Romanos - plaże w okolicy choć jak większość  na zachodnim wybrzeżu długie i piaszczyste przywitały nas dużymi falami i wiatrem. Jednak na nocleg zatrzymaliśmy się na parkingu przy tawernie  36°59'10.89"N  21°39'7.15"E. Po zapytaniu się z grzeczności o możliwość noclegu otrzymaliśmy również propozycję skorzystania z wody, prądu i toalet ;) . Na taką ofertę choć z niej nie skorzystaliśmy mieliśmy w odpowiedzi kolejną Polish Bizon Vodkę ;)

Elea  37°22'0.64"N  21°41'19.20"E – tą plażę położoną nieco na północ od Romanos około 50 km od wykopalisk w Olimpii, oceniliśmy jako najlepszą do kampingowania na dziko. Przy olbrzymiej – długiej i szerokiej piaszczystej plaży rozciąga się las piniowy gdzie w  cieniu jego drzew z  doprowadzoną do rejonu gdzie stało więcej kamperów wodą,  bez komarów, i innych szkodników można naprawdę się zatrzymać na długo.  Rejon na tyle odludny że swoje jaja składają tam żółwie, które  w lesie bez trudu wieczorem można spotkać spacerujące po zaroślach. Dla nas ze względu na to że to nasze ciągle jedne z pierwszych noclegów poza kampingiem nie bez znaczenia był fakt że w tym lesie stało więcej aut – ale wszystkie na tyle daleko od siebie, że ich mieszkańcy w żaden sposób nie zakłócali sobie odpoczynku. 

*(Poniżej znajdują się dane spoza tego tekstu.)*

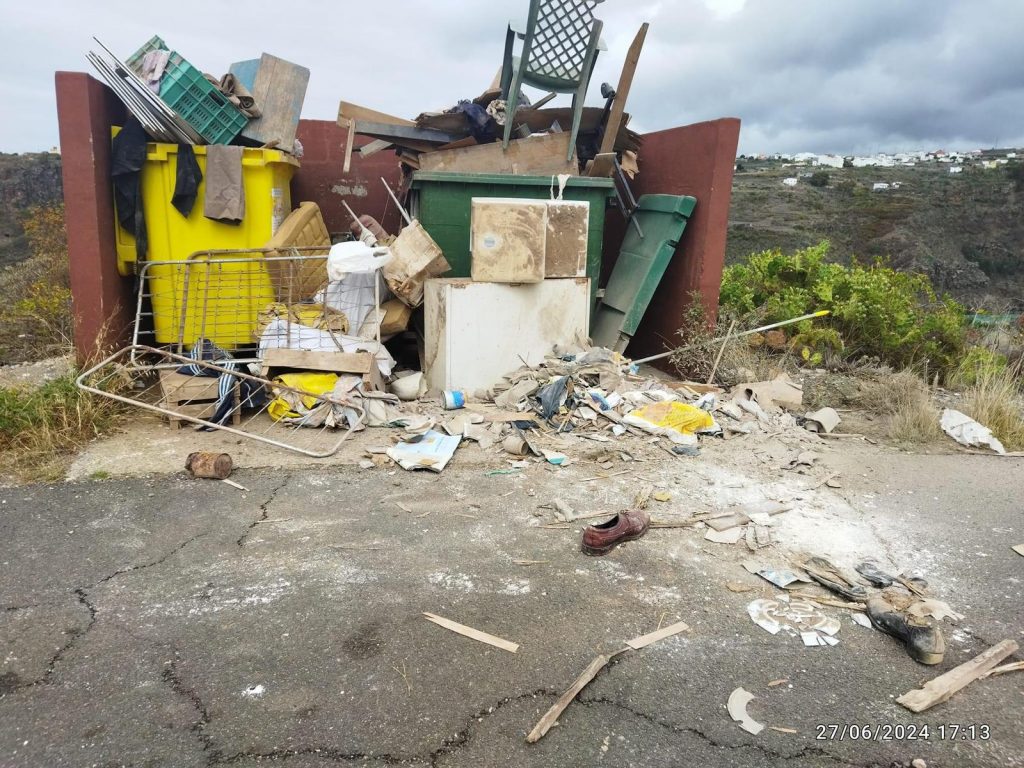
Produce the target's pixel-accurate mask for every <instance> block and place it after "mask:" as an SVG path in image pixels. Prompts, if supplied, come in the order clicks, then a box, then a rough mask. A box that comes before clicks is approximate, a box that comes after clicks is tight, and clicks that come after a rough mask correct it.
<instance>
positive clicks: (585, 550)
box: [580, 528, 647, 556]
mask: <svg viewBox="0 0 1024 768" xmlns="http://www.w3.org/2000/svg"><path fill="white" fill-rule="evenodd" d="M646 532H647V529H646V528H644V529H643V530H641V531H640V532H638V534H630V535H629V536H624V537H623V538H622V539H620V540H618V541H617V542H614V543H612V544H609V545H607V546H606V547H588V546H587V545H586V544H584V545H581V547H580V549H581V551H583V553H584V554H585V555H591V556H594V555H606V554H608V553H609V552H611V550H613V549H614V548H615V547H617V546H618V545H620V544H623V543H625V542H635V541H636V540H637V539H640V538H641V537H643V535H644V534H646Z"/></svg>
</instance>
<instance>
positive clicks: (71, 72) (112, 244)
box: [55, 72, 134, 362]
mask: <svg viewBox="0 0 1024 768" xmlns="http://www.w3.org/2000/svg"><path fill="white" fill-rule="evenodd" d="M55 84H56V96H57V117H58V120H59V124H60V125H59V128H60V156H61V157H60V160H61V168H62V173H63V195H65V216H66V220H67V226H68V256H69V259H70V265H69V266H70V269H71V291H72V302H73V308H74V312H75V348H76V352H77V354H78V358H79V361H80V362H84V361H86V360H88V359H90V358H92V357H94V356H95V354H96V353H97V352H100V351H102V350H106V351H112V350H110V349H109V348H110V347H111V346H113V345H116V344H119V343H120V342H123V341H125V340H126V339H128V338H129V337H130V335H131V323H132V319H133V318H134V303H133V298H132V281H131V280H130V279H126V278H122V276H121V275H120V274H119V273H118V267H117V257H116V251H115V245H114V193H113V190H112V187H111V178H110V167H111V125H113V124H116V123H117V124H121V123H123V121H124V108H123V106H122V104H121V102H120V101H119V100H118V99H117V97H116V96H115V95H114V93H113V92H112V91H111V90H110V89H109V88H108V87H106V86H105V85H103V84H101V83H100V82H99V81H97V80H94V79H93V78H91V77H89V76H88V75H86V74H85V73H81V72H58V73H56V75H55Z"/></svg>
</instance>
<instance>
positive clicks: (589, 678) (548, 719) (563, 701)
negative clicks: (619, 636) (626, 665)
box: [526, 622, 689, 743]
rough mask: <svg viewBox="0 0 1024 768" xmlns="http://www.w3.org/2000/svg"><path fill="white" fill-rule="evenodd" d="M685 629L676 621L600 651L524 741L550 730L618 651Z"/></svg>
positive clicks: (652, 640) (619, 652) (527, 736)
mask: <svg viewBox="0 0 1024 768" xmlns="http://www.w3.org/2000/svg"><path fill="white" fill-rule="evenodd" d="M687 630H689V627H687V626H686V624H685V623H683V622H677V623H676V624H673V625H670V626H668V627H665V628H663V629H659V630H656V631H655V632H650V633H648V634H646V635H641V636H640V637H635V638H633V639H632V640H629V641H627V643H626V647H625V648H620V649H618V650H616V651H615V652H614V653H607V654H605V653H602V654H601V655H599V656H598V657H597V658H595V659H594V660H593V662H591V663H590V666H589V667H588V668H587V669H586V670H584V671H583V672H582V673H581V674H580V677H578V678H577V679H575V681H574V682H573V683H572V685H570V686H569V687H568V688H566V689H565V692H564V693H562V695H560V696H559V697H558V700H557V701H555V702H554V703H553V705H551V709H550V710H548V711H547V712H546V713H544V717H542V718H541V719H540V720H539V721H538V722H537V725H535V726H534V730H531V731H530V732H529V734H528V735H527V736H526V741H527V742H528V743H535V742H536V741H539V740H540V739H541V738H543V737H544V734H545V733H547V732H548V731H549V730H551V726H553V725H554V724H555V723H557V722H558V718H559V716H560V715H561V714H562V712H564V711H565V708H566V707H568V706H569V703H570V702H571V701H572V699H573V698H575V697H577V694H578V693H580V691H582V690H583V689H584V688H586V687H587V684H588V683H589V682H590V681H591V680H593V679H594V678H595V677H597V673H599V672H600V671H601V670H603V669H604V668H605V667H606V666H607V664H608V662H610V660H611V659H612V658H614V657H615V656H617V655H618V654H620V653H625V652H626V651H628V650H639V649H640V648H644V647H646V646H648V645H650V644H651V643H656V642H657V641H658V640H664V639H665V638H667V637H671V636H672V635H676V634H678V633H680V632H684V631H687Z"/></svg>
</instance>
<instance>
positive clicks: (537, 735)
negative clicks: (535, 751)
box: [526, 653, 611, 743]
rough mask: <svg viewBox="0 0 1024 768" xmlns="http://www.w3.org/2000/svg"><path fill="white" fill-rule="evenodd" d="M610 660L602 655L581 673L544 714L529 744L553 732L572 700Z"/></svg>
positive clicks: (534, 727)
mask: <svg viewBox="0 0 1024 768" xmlns="http://www.w3.org/2000/svg"><path fill="white" fill-rule="evenodd" d="M610 660H611V656H606V655H604V654H603V653H602V654H601V655H599V656H598V657H597V658H595V659H594V660H593V662H591V663H590V665H589V666H588V667H587V669H586V670H584V671H583V673H581V675H580V677H578V678H577V679H575V682H573V683H572V685H570V686H569V687H568V688H567V689H566V690H565V692H564V693H562V695H560V696H559V697H558V700H557V701H555V702H554V703H553V705H552V706H551V709H550V710H548V711H547V712H546V713H544V717H542V718H541V719H540V720H539V721H538V722H537V725H535V726H534V730H531V731H530V732H529V735H528V736H526V741H527V742H528V743H535V742H537V741H540V740H541V739H542V738H543V737H544V734H545V733H547V732H548V731H549V730H551V726H553V725H554V724H555V723H557V722H558V717H559V715H561V714H562V712H563V711H564V710H565V708H566V707H568V706H569V703H570V702H571V701H572V699H573V698H575V697H577V694H578V693H579V692H580V691H582V690H583V689H584V688H586V687H587V684H588V683H589V682H590V681H591V680H593V679H594V678H595V677H597V673H599V672H600V671H601V670H603V669H604V668H605V667H606V666H607V665H608V662H610Z"/></svg>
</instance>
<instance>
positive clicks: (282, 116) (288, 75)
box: [231, 53, 309, 152]
mask: <svg viewBox="0 0 1024 768" xmlns="http://www.w3.org/2000/svg"><path fill="white" fill-rule="evenodd" d="M241 63H242V65H245V63H246V62H244V61H243V62H241ZM231 68H232V70H231V71H232V72H233V68H234V65H231ZM308 85H309V70H307V69H306V68H305V67H300V66H299V65H296V63H292V62H291V61H286V60H285V59H284V58H278V57H276V56H271V55H270V54H269V53H264V54H262V55H261V56H260V57H259V62H258V65H257V69H256V76H255V79H254V80H253V82H252V88H251V89H250V90H251V92H252V95H253V98H254V99H255V100H256V105H257V106H259V109H260V117H258V118H255V119H253V120H250V121H249V122H248V123H247V124H246V127H245V128H244V129H243V130H242V135H243V136H244V137H246V138H248V139H250V140H252V141H258V142H259V143H261V144H265V143H269V142H271V141H276V142H278V144H276V145H278V146H280V147H281V148H282V150H285V151H286V152H292V150H293V148H294V147H295V132H296V130H298V127H299V117H300V116H301V114H302V102H303V101H304V100H305V97H306V87H307V86H308Z"/></svg>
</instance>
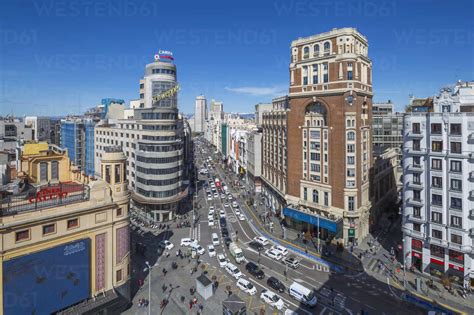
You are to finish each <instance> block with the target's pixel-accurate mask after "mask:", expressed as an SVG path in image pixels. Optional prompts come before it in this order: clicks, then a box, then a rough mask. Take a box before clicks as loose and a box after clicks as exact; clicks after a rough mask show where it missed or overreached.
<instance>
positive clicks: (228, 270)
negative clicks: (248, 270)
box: [225, 262, 242, 279]
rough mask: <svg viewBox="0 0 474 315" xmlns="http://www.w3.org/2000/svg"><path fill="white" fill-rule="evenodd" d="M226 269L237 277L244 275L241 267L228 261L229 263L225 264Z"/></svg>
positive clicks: (235, 276) (231, 274)
mask: <svg viewBox="0 0 474 315" xmlns="http://www.w3.org/2000/svg"><path fill="white" fill-rule="evenodd" d="M225 270H226V271H227V272H228V273H229V274H230V275H231V276H232V277H234V278H235V279H239V278H240V277H242V273H241V272H240V270H239V268H237V267H236V266H235V265H234V264H232V263H230V262H227V265H225Z"/></svg>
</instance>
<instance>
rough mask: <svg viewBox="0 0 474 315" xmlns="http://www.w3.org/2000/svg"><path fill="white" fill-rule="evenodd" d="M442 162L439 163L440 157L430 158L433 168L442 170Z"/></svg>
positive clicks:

Kalogria – chciało by się powiedzieć już nigdy nie będzie takiego lata jak na Elafonisos i na plaży w Elei. Kalogria to też oczywiście piękna plaża, również położona w otoczeniu rozlewisk podobnie jak Voidokilia. Aby na nią dojechać jedzie się wśród wspaniałego piniowego lasu, w którym drzewa przypominają afrykańskie drzewa w kształcie parasoli (pomóżcie jakie to drzewa – akacje??) Ale parking przy plaży był opieczętowany NO Camping, choć chyba nie musiał – bo znowu super krwiożercze komary oraz sterty śmieci działały znacznie lepiej. 


3. Małe podsumowanie:
Założenie było następujące – odpocząć zwiedzając i obie załogi zgodnie uznały że się udało je zrealizować. Musieliśmy niestety świadomie ominąć wiele ciekawych miejsc, ale dzięki temu mamy już w głowie plan na następny wyjazd i tym razem bez cienia wątpliwości wiemy, że będzie to wyspa a co tam – cały archipelag wysp – Peloponez.